5 Ways to Burn More Calories on a Walk  

walkingHello Healthy asks, “Is your daily walking workout challenging you?” It should be! In order to improve your fitness level and continue getting results, you have to keep changing up your routine to make your body work in new ways. And yes, you can do all of that while sticking to walking as your preferred form of exercise.

Next time you lace up your sneakers to head out for a sweat session, try one of these simple ways to increase your calorie burn and amp up your daily walk:

1. Pick up the pace.

If you find yourself walking at the same pace day in and day out, adding music or bringing a fast-moving buddy could be the perfect motivator to get you to move at a quicker clip. At least a couple of days a week, try to walk faster during your entire workout by matching your steps to the beat of a fast song. Keep your steps short and fierce.

Tip: You’ll know you’re walking fast enough if it’s tough to hold a normal conversation because you’re running out of breath.

2. Add some weight.

While it’s not really a good idea to use hand or ankle weights when you walk—weights can cause overuse injuries or change your natural gait—you can wear a weighted vest, which will add resistance to your center of gravity and up the intensity of your walk.

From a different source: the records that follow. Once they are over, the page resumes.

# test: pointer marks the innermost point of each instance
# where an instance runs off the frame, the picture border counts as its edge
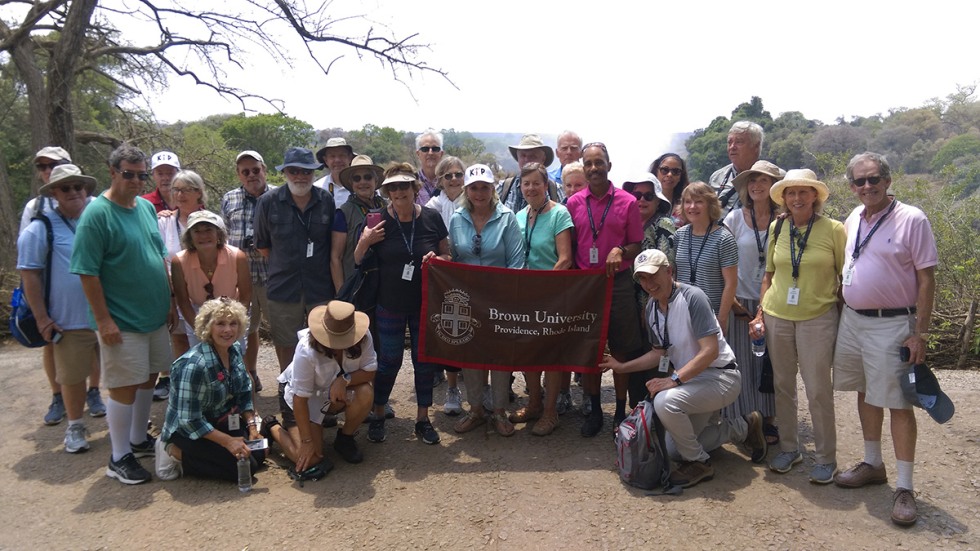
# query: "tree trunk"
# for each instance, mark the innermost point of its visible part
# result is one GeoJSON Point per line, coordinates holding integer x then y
{"type": "Point", "coordinates": [967, 334]}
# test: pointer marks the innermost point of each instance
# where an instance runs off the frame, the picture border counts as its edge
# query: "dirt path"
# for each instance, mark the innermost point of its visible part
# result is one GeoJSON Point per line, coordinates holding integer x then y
{"type": "Point", "coordinates": [474, 491]}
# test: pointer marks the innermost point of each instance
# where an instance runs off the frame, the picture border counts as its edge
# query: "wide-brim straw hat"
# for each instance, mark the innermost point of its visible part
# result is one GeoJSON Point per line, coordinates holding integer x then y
{"type": "Point", "coordinates": [66, 174]}
{"type": "Point", "coordinates": [361, 161]}
{"type": "Point", "coordinates": [533, 141]}
{"type": "Point", "coordinates": [337, 324]}
{"type": "Point", "coordinates": [796, 178]}
{"type": "Point", "coordinates": [760, 167]}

Tip: Keep your chest up, shoulders back, and brace your abdominals as you walk.

 

3. Climb some hills.

If your regular walking routine has you on flat terrain for the entire time, you’ll notice immediate cardio benefits if you find a place to walk with incline. If you can’t find hills outdoors in your area, you can always hop on a treadmill and put the incline up to anywhere between 7–15 percent for a portion of your walk.

Tip: If you use the treadmill, don’t hold onto the railings; pump your arms to burn even more calories.

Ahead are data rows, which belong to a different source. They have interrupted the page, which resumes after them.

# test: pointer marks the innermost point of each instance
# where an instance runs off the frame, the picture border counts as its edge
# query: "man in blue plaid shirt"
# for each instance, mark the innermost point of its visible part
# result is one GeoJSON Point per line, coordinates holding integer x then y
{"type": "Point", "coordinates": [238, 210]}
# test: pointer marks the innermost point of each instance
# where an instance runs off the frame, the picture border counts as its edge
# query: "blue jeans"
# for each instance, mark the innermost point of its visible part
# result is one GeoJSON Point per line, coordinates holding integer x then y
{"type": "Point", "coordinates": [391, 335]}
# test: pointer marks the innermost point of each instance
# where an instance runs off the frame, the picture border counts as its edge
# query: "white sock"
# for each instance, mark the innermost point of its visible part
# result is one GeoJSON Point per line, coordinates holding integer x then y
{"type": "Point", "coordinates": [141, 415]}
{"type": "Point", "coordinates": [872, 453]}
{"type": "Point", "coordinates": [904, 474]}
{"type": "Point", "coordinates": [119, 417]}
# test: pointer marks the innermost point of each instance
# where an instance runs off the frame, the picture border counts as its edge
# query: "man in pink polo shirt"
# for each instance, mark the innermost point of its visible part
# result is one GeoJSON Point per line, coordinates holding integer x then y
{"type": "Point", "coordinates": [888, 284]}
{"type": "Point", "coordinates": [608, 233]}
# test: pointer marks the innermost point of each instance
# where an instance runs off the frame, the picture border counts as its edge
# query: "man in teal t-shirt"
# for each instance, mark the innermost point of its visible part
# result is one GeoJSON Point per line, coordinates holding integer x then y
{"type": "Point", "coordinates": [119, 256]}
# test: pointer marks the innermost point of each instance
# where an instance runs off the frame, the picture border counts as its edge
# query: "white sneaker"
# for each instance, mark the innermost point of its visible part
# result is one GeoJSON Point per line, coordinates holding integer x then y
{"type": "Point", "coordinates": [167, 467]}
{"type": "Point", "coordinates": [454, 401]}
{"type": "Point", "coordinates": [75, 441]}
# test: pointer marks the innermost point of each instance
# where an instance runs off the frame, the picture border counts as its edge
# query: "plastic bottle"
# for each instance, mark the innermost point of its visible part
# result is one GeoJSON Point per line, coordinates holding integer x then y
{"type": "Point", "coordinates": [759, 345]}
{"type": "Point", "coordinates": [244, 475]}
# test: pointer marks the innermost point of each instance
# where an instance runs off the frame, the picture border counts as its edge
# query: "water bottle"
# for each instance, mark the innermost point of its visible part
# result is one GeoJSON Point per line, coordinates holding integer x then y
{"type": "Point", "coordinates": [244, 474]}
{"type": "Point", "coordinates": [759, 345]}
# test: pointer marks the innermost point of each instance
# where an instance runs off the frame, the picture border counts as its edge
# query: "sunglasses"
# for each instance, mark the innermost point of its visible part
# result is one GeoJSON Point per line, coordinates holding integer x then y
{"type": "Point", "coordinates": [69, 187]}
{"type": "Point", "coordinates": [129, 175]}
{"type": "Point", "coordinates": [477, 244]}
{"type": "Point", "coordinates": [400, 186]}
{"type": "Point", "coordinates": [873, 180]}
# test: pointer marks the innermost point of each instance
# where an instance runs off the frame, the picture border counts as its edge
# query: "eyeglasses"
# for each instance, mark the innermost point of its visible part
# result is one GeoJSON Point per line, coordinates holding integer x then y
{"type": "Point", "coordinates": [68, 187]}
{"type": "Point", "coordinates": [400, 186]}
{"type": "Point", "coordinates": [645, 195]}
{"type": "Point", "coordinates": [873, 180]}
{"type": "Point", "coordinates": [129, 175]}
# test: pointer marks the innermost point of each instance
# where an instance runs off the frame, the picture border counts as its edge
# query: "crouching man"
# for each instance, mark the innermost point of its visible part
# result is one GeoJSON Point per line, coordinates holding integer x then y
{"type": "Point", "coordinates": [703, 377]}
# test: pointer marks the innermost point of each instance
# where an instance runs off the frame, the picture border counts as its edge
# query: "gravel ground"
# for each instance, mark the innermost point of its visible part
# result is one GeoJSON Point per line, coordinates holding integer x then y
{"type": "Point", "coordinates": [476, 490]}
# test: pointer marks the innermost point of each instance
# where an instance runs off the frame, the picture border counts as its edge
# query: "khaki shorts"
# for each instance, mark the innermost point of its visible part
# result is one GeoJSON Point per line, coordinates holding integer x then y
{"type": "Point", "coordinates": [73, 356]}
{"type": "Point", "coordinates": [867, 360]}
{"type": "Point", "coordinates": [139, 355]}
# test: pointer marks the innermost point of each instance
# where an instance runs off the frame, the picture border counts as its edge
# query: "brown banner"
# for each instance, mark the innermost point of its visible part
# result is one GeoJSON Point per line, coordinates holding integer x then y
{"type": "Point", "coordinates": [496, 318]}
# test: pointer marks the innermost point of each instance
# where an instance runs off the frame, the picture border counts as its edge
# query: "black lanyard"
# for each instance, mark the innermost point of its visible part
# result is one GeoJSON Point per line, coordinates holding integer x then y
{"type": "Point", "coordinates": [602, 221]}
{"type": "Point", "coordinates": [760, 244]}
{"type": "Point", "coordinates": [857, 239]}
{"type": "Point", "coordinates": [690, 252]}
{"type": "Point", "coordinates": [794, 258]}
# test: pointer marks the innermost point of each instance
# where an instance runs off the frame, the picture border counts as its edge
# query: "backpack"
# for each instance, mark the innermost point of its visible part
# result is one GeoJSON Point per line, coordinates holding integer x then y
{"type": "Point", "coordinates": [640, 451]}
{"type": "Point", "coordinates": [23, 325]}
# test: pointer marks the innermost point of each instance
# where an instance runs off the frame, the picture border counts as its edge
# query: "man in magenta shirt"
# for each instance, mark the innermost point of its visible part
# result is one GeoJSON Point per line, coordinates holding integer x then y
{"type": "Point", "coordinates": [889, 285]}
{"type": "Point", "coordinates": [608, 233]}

4. Break up your walk with intervals.

If you really want to power up your workout, you need to change up the intensity by adding a few spurts of faster walking in between your normal pace.

Tip: Use a watch to time yourself. After a five-minute warm-up, complete 30 seconds of super-fast power-walking followed by one minute of regular walking as active recovery; continue this pattern for the duration of your walk.

5. Find new terrain.

Do you live near a grassy park or beach? If so, try challenging your body by walking on a surface other than just pavement. Or, if you’re always on the treadmill, try walking outdoors.

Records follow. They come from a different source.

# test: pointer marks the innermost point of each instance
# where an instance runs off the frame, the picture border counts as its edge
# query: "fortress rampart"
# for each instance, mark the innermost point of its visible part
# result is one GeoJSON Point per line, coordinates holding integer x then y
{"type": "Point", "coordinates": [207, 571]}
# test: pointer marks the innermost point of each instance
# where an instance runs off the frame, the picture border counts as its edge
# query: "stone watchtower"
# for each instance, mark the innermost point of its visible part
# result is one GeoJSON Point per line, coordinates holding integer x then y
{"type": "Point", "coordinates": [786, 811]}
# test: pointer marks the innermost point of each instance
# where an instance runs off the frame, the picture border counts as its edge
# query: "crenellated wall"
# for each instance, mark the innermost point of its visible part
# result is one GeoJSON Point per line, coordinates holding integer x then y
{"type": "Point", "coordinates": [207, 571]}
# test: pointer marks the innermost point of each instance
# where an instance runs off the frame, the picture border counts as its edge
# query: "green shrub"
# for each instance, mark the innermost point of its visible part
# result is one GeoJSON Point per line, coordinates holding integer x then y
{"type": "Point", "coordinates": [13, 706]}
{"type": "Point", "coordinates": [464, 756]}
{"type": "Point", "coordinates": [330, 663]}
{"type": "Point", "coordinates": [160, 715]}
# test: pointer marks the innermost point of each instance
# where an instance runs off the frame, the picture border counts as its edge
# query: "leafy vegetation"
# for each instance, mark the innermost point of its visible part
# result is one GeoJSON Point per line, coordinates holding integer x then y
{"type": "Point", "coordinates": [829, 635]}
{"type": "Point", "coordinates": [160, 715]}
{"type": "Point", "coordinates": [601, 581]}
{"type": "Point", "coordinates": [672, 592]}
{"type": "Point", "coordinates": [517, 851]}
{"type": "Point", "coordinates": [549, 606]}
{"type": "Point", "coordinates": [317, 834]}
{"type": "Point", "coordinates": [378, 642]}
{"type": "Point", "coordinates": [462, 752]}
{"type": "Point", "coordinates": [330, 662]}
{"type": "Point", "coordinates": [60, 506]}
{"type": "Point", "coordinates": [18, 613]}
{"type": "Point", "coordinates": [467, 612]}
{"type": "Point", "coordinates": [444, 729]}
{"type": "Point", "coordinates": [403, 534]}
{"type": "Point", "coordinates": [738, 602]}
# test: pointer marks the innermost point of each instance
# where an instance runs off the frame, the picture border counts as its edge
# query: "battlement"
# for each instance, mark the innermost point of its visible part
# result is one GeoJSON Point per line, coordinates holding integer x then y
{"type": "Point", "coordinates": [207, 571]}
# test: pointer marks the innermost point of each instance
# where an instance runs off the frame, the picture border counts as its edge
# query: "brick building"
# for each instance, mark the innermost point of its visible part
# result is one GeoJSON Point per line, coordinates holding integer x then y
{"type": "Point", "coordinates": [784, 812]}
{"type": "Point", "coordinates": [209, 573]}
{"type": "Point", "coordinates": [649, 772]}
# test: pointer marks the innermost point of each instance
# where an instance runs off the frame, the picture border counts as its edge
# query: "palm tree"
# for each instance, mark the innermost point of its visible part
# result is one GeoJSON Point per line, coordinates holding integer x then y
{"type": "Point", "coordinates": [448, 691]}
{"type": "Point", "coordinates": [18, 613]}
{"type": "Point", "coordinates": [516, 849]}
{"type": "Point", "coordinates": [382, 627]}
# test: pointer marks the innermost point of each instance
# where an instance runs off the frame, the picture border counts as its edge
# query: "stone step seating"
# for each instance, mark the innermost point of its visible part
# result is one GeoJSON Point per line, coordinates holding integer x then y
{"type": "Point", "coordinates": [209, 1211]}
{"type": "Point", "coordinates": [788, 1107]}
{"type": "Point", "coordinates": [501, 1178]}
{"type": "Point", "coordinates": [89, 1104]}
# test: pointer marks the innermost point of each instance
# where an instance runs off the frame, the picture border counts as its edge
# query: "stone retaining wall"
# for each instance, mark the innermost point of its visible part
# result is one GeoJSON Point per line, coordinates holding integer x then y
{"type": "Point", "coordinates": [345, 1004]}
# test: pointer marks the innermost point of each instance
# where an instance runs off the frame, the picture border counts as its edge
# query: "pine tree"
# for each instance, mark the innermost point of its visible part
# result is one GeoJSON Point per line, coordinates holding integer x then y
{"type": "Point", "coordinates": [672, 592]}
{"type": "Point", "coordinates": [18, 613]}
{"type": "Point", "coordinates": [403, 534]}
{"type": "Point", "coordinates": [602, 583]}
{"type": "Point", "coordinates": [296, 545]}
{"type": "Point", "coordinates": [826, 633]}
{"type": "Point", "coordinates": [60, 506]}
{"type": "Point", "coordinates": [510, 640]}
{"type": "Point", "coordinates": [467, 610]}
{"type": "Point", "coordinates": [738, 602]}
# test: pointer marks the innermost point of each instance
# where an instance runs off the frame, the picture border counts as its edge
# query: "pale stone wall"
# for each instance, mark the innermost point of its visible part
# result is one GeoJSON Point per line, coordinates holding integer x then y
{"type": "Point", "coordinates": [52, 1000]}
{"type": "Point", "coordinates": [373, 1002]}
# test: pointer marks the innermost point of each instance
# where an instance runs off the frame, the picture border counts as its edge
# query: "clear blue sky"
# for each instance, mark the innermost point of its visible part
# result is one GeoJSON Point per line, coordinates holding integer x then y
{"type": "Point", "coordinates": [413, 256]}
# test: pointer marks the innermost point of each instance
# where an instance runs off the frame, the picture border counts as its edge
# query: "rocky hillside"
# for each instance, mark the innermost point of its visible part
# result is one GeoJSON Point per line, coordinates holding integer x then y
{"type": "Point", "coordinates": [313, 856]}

Tip: If you really want to feel your leg muscles working in new ways, take your shoes off and walk along the beach one day in bare feet. Be prepared to feel the burn.

There’s a reason that walking is one of the most beneficial and universal forms of exercise in the world—it’s low-impact, free and almost everyone can do it. So get out there, get your steps in and walk yourself into better shape.